1. What will happen to the coin on the rotating turntable?

The coin will stay in place on the turntable due to its inertia. This means that the coin will continue moving in a straight line at a constant speed, despite the turntable rotating underneath it.

2. Will the coin experience any changes in its motion as the turntable rotates?

Yes, the coin will experience a centripetal force, causing it to move in a circular path on the turntable. This is due to the turntable's rotation constantly changing the direction of the coin's velocity.

3. How does the speed of the turntable affect the motion of the coin?

The speed of the turntable will affect the speed at which the coin moves in a circular path. The faster the turntable rotates, the faster the coin will move in its circular path. This is because the turntable's rotation creates a greater centripetal force on the coin, causing it to move faster.

4. Will the size of the coin make a difference in its motion on the turntable?

The size of the coin will not make a significant difference in its motion on the turntable.
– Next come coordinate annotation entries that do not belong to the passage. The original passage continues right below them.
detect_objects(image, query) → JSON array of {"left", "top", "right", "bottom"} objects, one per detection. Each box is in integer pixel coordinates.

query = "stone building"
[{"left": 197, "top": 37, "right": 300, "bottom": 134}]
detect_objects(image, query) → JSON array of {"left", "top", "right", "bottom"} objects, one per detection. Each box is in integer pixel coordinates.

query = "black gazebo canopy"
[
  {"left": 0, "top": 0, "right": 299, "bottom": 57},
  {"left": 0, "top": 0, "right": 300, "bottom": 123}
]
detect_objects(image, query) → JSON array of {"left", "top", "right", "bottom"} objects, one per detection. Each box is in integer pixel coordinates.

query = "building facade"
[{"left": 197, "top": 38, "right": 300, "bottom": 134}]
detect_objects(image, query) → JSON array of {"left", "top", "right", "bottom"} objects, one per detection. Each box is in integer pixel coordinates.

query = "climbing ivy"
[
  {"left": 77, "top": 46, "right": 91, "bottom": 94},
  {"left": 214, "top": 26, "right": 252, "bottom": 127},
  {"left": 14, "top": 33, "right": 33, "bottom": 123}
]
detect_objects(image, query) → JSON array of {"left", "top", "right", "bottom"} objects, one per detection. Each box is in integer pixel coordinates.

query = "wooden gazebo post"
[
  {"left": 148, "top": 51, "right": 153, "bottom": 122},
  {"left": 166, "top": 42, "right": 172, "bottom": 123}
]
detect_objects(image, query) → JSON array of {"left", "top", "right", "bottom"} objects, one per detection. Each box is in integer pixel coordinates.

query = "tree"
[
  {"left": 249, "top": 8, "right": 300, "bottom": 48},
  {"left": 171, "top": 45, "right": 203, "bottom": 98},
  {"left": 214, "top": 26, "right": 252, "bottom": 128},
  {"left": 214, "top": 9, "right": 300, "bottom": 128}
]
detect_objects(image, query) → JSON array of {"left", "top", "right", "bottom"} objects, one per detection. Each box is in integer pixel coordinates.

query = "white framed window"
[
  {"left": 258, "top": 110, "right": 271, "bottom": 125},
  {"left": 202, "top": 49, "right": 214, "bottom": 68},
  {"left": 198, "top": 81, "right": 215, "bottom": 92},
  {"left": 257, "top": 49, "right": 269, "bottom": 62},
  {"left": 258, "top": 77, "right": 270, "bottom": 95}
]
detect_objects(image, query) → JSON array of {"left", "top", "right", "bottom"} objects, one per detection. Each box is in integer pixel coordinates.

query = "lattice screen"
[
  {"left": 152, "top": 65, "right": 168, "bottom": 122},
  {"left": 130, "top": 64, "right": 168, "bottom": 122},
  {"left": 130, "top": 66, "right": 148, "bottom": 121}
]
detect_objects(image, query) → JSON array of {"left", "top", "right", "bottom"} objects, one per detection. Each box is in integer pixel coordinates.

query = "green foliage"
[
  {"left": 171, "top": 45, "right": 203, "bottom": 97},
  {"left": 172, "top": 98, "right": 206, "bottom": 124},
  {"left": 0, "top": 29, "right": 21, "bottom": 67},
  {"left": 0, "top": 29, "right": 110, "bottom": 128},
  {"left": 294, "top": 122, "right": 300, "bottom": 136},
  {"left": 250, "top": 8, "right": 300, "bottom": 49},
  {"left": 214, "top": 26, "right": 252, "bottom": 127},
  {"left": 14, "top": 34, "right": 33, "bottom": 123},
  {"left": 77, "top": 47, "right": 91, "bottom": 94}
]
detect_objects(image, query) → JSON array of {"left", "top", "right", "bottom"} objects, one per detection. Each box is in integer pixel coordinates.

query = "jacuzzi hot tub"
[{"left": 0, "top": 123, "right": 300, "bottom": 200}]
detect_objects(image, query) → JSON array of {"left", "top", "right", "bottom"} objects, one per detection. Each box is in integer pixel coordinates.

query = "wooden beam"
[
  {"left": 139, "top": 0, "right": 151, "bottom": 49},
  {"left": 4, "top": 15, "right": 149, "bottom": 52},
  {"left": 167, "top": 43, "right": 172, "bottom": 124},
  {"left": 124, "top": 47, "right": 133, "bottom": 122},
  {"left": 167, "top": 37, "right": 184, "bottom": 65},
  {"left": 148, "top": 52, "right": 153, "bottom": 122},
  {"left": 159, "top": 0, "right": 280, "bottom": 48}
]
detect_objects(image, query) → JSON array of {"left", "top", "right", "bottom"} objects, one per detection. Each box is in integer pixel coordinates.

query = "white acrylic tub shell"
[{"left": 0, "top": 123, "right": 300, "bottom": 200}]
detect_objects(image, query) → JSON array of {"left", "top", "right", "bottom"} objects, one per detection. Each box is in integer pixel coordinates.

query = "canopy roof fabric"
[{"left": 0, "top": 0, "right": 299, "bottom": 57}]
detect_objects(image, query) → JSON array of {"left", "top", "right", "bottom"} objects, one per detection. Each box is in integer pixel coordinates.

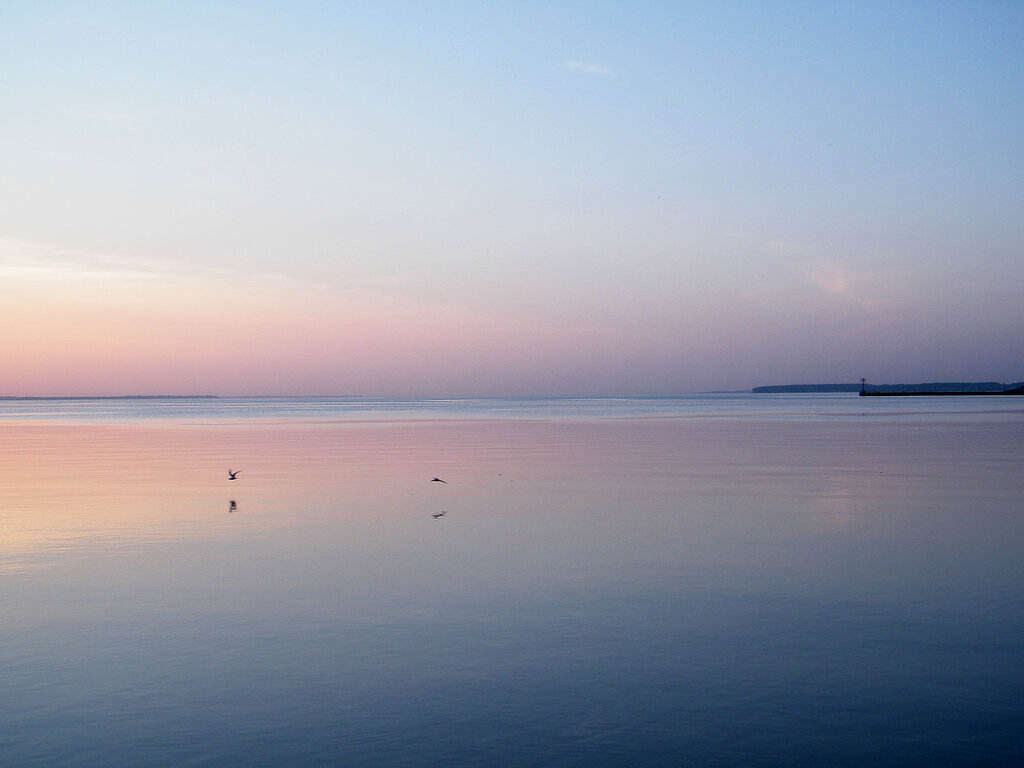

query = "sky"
[{"left": 0, "top": 0, "right": 1024, "bottom": 396}]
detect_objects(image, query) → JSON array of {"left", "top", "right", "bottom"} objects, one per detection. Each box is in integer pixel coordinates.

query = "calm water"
[{"left": 0, "top": 395, "right": 1024, "bottom": 766}]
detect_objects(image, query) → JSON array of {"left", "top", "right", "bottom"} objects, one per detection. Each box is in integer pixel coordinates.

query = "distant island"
[{"left": 751, "top": 381, "right": 1024, "bottom": 396}]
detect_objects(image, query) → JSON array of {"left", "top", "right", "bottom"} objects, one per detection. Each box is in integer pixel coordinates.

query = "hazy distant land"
[{"left": 751, "top": 381, "right": 1024, "bottom": 394}]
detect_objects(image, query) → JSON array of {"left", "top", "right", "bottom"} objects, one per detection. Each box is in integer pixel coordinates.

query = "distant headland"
[
  {"left": 0, "top": 394, "right": 219, "bottom": 400},
  {"left": 751, "top": 379, "right": 1024, "bottom": 397}
]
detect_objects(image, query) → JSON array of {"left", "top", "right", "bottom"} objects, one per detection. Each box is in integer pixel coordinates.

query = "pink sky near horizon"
[{"left": 0, "top": 7, "right": 1024, "bottom": 396}]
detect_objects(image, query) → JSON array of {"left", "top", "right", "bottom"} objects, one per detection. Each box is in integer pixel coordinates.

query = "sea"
[{"left": 0, "top": 393, "right": 1024, "bottom": 768}]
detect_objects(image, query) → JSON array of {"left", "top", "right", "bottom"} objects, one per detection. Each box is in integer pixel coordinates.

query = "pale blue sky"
[{"left": 0, "top": 2, "right": 1024, "bottom": 394}]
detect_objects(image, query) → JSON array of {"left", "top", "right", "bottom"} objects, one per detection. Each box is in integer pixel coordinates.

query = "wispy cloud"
[{"left": 564, "top": 60, "right": 611, "bottom": 75}]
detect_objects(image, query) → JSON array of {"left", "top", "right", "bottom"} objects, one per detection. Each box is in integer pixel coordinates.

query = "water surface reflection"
[{"left": 0, "top": 419, "right": 1024, "bottom": 766}]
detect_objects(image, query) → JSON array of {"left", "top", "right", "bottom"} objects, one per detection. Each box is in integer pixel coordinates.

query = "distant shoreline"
[
  {"left": 751, "top": 381, "right": 1024, "bottom": 397},
  {"left": 0, "top": 394, "right": 220, "bottom": 400}
]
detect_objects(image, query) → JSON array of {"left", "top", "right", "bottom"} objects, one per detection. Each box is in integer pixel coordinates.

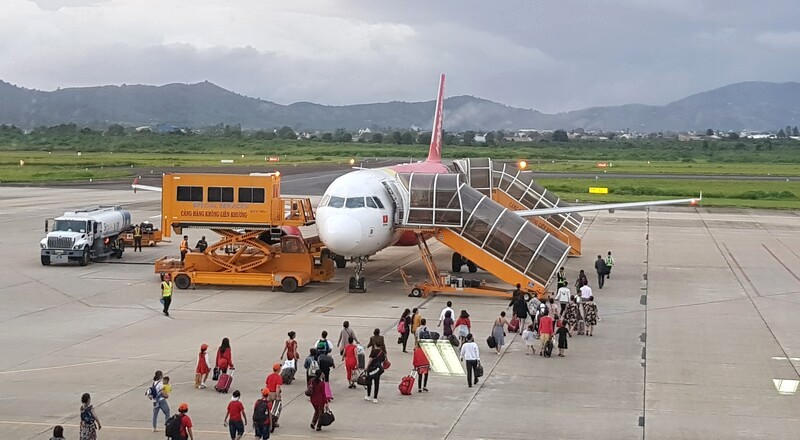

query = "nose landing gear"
[{"left": 348, "top": 257, "right": 367, "bottom": 293}]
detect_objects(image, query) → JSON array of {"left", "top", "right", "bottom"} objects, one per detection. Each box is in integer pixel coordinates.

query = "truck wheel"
[
  {"left": 175, "top": 273, "right": 192, "bottom": 290},
  {"left": 78, "top": 248, "right": 89, "bottom": 266},
  {"left": 452, "top": 252, "right": 464, "bottom": 273},
  {"left": 281, "top": 277, "right": 297, "bottom": 293}
]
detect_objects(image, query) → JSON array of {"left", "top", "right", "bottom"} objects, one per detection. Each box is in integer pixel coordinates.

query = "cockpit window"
[
  {"left": 345, "top": 197, "right": 366, "bottom": 209},
  {"left": 328, "top": 196, "right": 344, "bottom": 208}
]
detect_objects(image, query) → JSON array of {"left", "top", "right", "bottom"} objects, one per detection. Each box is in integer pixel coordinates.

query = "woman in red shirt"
[
  {"left": 344, "top": 336, "right": 358, "bottom": 388},
  {"left": 308, "top": 370, "right": 328, "bottom": 431},
  {"left": 215, "top": 338, "right": 234, "bottom": 373},
  {"left": 455, "top": 310, "right": 472, "bottom": 344}
]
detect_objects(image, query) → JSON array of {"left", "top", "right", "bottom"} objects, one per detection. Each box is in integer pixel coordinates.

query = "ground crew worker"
[
  {"left": 161, "top": 274, "right": 173, "bottom": 316},
  {"left": 558, "top": 267, "right": 569, "bottom": 289},
  {"left": 594, "top": 255, "right": 606, "bottom": 289},
  {"left": 181, "top": 235, "right": 189, "bottom": 263},
  {"left": 133, "top": 225, "right": 142, "bottom": 252}
]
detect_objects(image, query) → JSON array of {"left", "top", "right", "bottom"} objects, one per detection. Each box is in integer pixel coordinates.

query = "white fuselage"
[{"left": 316, "top": 169, "right": 399, "bottom": 258}]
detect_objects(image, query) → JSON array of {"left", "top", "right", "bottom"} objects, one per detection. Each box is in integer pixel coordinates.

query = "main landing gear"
[{"left": 348, "top": 257, "right": 367, "bottom": 293}]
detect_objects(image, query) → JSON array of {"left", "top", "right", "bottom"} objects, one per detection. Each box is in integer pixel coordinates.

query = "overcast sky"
[{"left": 0, "top": 0, "right": 800, "bottom": 112}]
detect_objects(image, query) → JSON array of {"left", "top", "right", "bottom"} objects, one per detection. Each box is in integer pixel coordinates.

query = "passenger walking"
[
  {"left": 50, "top": 425, "right": 64, "bottom": 440},
  {"left": 148, "top": 370, "right": 169, "bottom": 432},
  {"left": 412, "top": 347, "right": 431, "bottom": 393},
  {"left": 264, "top": 363, "right": 283, "bottom": 402},
  {"left": 194, "top": 344, "right": 211, "bottom": 390},
  {"left": 412, "top": 307, "right": 422, "bottom": 351},
  {"left": 161, "top": 274, "right": 174, "bottom": 316},
  {"left": 461, "top": 333, "right": 481, "bottom": 388},
  {"left": 492, "top": 310, "right": 510, "bottom": 354},
  {"left": 606, "top": 251, "right": 614, "bottom": 278},
  {"left": 253, "top": 388, "right": 272, "bottom": 439},
  {"left": 344, "top": 336, "right": 358, "bottom": 388},
  {"left": 397, "top": 309, "right": 412, "bottom": 353},
  {"left": 180, "top": 235, "right": 189, "bottom": 263},
  {"left": 79, "top": 393, "right": 102, "bottom": 440},
  {"left": 308, "top": 370, "right": 330, "bottom": 431},
  {"left": 564, "top": 296, "right": 582, "bottom": 336},
  {"left": 222, "top": 390, "right": 247, "bottom": 440},
  {"left": 594, "top": 255, "right": 606, "bottom": 289},
  {"left": 583, "top": 296, "right": 599, "bottom": 336},
  {"left": 367, "top": 328, "right": 387, "bottom": 355},
  {"left": 513, "top": 295, "right": 528, "bottom": 334},
  {"left": 455, "top": 310, "right": 472, "bottom": 344},
  {"left": 556, "top": 319, "right": 572, "bottom": 357},
  {"left": 214, "top": 338, "right": 235, "bottom": 374},
  {"left": 522, "top": 324, "right": 536, "bottom": 355},
  {"left": 364, "top": 348, "right": 386, "bottom": 403},
  {"left": 557, "top": 267, "right": 569, "bottom": 289},
  {"left": 556, "top": 287, "right": 572, "bottom": 316},
  {"left": 315, "top": 330, "right": 333, "bottom": 357},
  {"left": 442, "top": 310, "right": 455, "bottom": 338},
  {"left": 281, "top": 331, "right": 300, "bottom": 362},
  {"left": 575, "top": 269, "right": 589, "bottom": 289},
  {"left": 133, "top": 225, "right": 142, "bottom": 252},
  {"left": 336, "top": 321, "right": 359, "bottom": 359},
  {"left": 173, "top": 402, "right": 194, "bottom": 440},
  {"left": 539, "top": 313, "right": 553, "bottom": 356},
  {"left": 436, "top": 301, "right": 456, "bottom": 327}
]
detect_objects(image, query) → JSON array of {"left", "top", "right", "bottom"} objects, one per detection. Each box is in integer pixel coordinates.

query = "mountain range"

As long as the coin is small enough to stay in contact with the turntable, its motion will be determined by the turntable's rotation and the centripetal force acting on it.

5. Is there a limit to how fast the turntable can rotate before the coin flies off?

Yes, there is a limit to how fast the turntable can rotate before the coin flies off. This limit is determined by the strength of the centripetal force acting on the coin. If the turntable rotates too quickly, the centripetal force may not be strong enough to keep the coin in its circular path, causing it to fly off.